By J Hutcherson (May 9, 2017) US Soccer Players – There’s been plenty of talk about the pro sports footprint in North America. A league like MLS has spent considerable time trying to expand theirs, but even the bigger leagues with 30 teams have plenty to consider.
The NFL opened the Jacksonville market and moved a team to Nashville and nobody followed. The National Hockey League moved to Raleigh and remains the only topflight team in that city. The NBA moved a team to Memphis. Major League Baseball took years before finally putting a team in St Pete’s domed stadium and they can wave at the other pro sports teams in Tampa across the bay.
Even when leagues have little choice with a desperate owner looking for a better deal, these are strategic steps. St Pete courted baseball for the better part of two decades before finally getting a team. The White Sox, Twins, and Mariners almost moved to Florida. When the league had the option of awarding St Pete an expansion team in 1993, they went elsewhere. St Pete as the representative of the larger Tampa Bay market finally got a team in 1998. Closing in on 20 years later, that team is now looking for a new stadium that could be in the greater Tampa Bay area or another city altogether.
The Premier League doesn’t have that luxury. There are no expansion teams that get topflight status immediately. A team packing up and moving is such a rarity the one example is still a hot button issue for its former and current fans. Promotion and relegation solves the issue of static leagues, but it also creates the same strategic issues from the other side of the Atlantic.
How does a league get to optimal? Hoe does it account for population centers, TV markets, and basic geography?
Like we learned in grade school, England is roughly the size of Massachusetts. For an American soccer fan, those geography lessons continue with a working knowledge of places that few tourists will ever see on purpose. We also know how much place matters. Cities are much closer to each other in England, but that takes nothing away from pride in locality. That’s part of what continues to fuel the popularity of the Premier League even when clubs are global brands.
It matters what clubs make up the numbers in the Premier League.
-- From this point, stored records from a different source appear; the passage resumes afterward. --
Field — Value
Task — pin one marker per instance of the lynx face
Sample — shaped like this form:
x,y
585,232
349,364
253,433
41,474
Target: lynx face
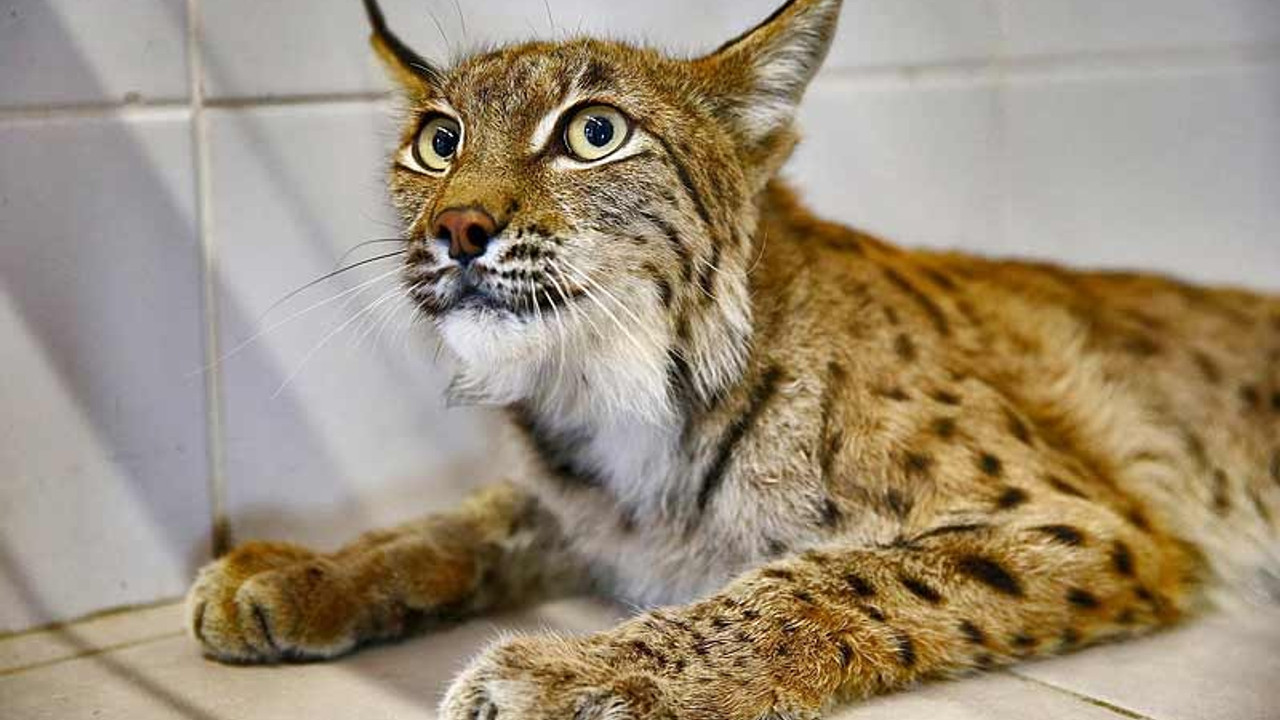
x,y
586,208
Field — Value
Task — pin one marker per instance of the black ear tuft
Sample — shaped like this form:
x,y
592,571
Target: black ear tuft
x,y
768,68
402,62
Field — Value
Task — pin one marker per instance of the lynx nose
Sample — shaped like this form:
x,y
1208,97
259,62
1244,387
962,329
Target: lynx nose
x,y
469,231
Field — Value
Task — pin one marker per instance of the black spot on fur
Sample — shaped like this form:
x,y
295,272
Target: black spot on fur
x,y
905,349
643,650
686,181
897,502
846,654
991,574
1070,637
973,633
1018,427
918,464
1221,492
1138,519
1082,598
760,395
597,76
873,613
1065,534
946,397
831,514
707,276
991,465
940,279
859,584
920,589
895,393
1251,397
952,531
945,428
1065,487
924,301
1011,497
1121,557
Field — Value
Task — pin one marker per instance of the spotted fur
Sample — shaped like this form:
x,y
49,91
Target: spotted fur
x,y
830,466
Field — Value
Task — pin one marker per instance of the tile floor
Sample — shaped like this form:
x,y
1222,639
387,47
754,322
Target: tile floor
x,y
138,665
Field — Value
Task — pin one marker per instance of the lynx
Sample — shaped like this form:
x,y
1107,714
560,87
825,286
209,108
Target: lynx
x,y
824,466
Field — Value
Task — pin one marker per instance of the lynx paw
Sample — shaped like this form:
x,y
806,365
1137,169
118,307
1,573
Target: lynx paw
x,y
547,678
266,602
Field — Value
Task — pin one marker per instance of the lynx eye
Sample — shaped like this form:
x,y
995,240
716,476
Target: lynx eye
x,y
437,144
595,132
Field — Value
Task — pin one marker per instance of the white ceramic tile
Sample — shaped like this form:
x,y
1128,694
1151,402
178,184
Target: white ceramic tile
x,y
1221,668
64,51
1056,27
169,679
360,436
1178,173
914,32
990,697
319,46
103,501
913,164
92,636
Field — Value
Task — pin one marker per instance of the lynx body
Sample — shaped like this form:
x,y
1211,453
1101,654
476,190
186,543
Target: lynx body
x,y
830,465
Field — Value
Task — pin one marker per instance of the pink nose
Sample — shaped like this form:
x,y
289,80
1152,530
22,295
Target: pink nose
x,y
469,231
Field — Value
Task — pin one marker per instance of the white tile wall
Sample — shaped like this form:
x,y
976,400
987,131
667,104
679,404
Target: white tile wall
x,y
1060,27
360,436
1175,172
1137,132
103,447
909,163
72,51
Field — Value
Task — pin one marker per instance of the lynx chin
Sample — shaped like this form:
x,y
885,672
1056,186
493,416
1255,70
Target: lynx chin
x,y
827,466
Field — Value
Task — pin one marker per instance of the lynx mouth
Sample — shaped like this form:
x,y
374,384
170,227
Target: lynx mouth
x,y
521,294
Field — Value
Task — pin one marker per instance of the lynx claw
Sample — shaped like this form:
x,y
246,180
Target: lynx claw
x,y
269,602
547,678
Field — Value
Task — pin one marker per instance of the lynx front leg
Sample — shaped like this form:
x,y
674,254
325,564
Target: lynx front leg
x,y
796,637
266,602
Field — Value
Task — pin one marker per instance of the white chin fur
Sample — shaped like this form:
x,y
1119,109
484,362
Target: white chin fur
x,y
568,370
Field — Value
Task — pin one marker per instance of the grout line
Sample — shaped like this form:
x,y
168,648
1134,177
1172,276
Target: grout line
x,y
216,484
99,110
287,100
1082,697
96,651
1001,220
85,619
1110,64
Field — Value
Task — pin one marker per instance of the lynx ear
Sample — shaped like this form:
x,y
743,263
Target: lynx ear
x,y
763,73
406,67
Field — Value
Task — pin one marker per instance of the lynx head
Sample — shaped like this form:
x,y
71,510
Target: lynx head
x,y
581,215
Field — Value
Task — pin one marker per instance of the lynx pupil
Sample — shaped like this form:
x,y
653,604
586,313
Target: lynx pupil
x,y
598,131
444,142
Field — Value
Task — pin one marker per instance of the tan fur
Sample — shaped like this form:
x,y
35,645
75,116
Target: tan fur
x,y
846,466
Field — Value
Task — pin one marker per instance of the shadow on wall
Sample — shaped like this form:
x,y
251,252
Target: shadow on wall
x,y
108,294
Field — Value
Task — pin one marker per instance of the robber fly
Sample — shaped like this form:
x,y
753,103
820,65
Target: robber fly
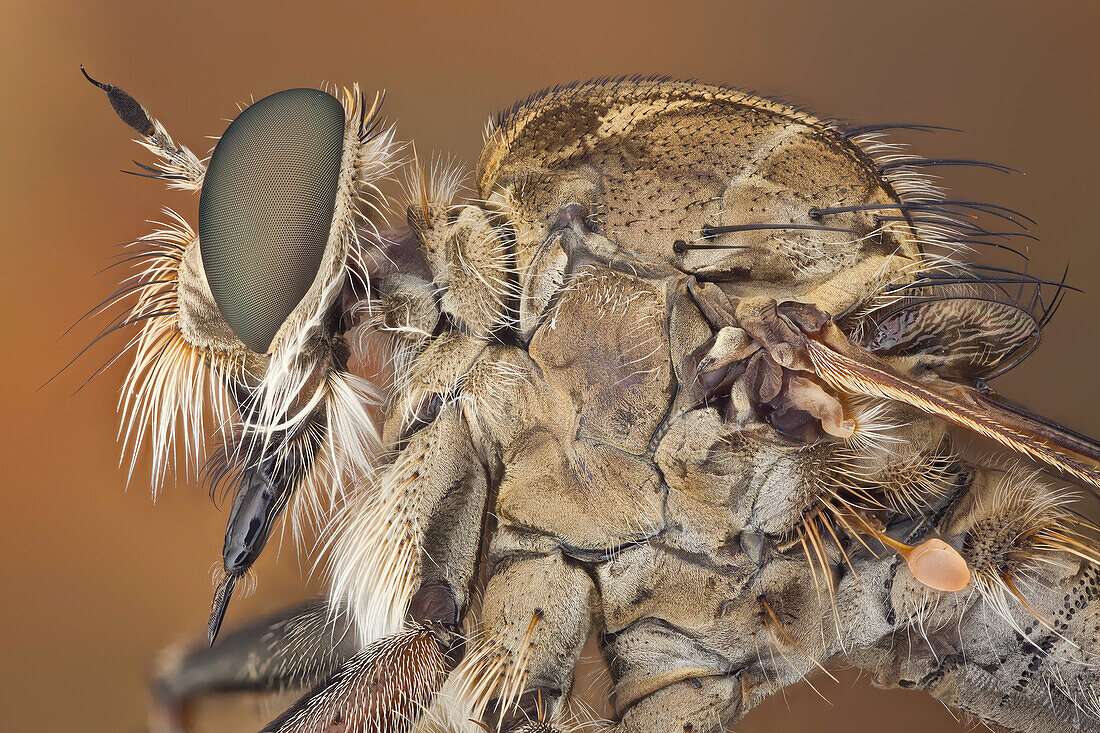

Is it better for the league to be representative of the country rather than just London, Manchester, and Liverpool? Does breadth offer similar advantages to what North American leagues want?
The Premier League’s biggest population center currently takes multiple topflight slots. London has five Premier League teams with the chance that another returns through the Championship playoffs. The second biggest population center takes none. If you want Premier League soccer in the Birmingham region, it’s ten miles outside of the city with West Brom.
Does it hurt the Premier League to not have teams in other major population centers? Does the Premier League care either way?
Any European league building their reputation on a handful of clubs creates an obvious narrative. Those super clubs become the point. The global fan base that turns foreign TV rights deals into massive revenue generators tend to treat the rest of the league as teams making up the schedule. They’re not ways to tap into other populations. They’re places where the popular teams go over the course of the season.
This subverts the story English soccer would want to tell, especially the supporter ideal of local fans showing up for their local clubs. The league itself isn’t local. It’s a marketing arm for its members, focusing on the handful of clubs driving the money.
We’re in the era where business plans count every bit as much as sporting merit. The interests of the Premier League and the major North American leagues align. They want the same thing, the kind of market control that keeps the revenue flowing.
For the Premier League, the relatively small size of their home market makes their map global. There are enough soccer markets for their biggest brands to prosper alongside the league as a whole. That includes North America, where their competition is as much about the major US sports as it is the other major soccer leagues.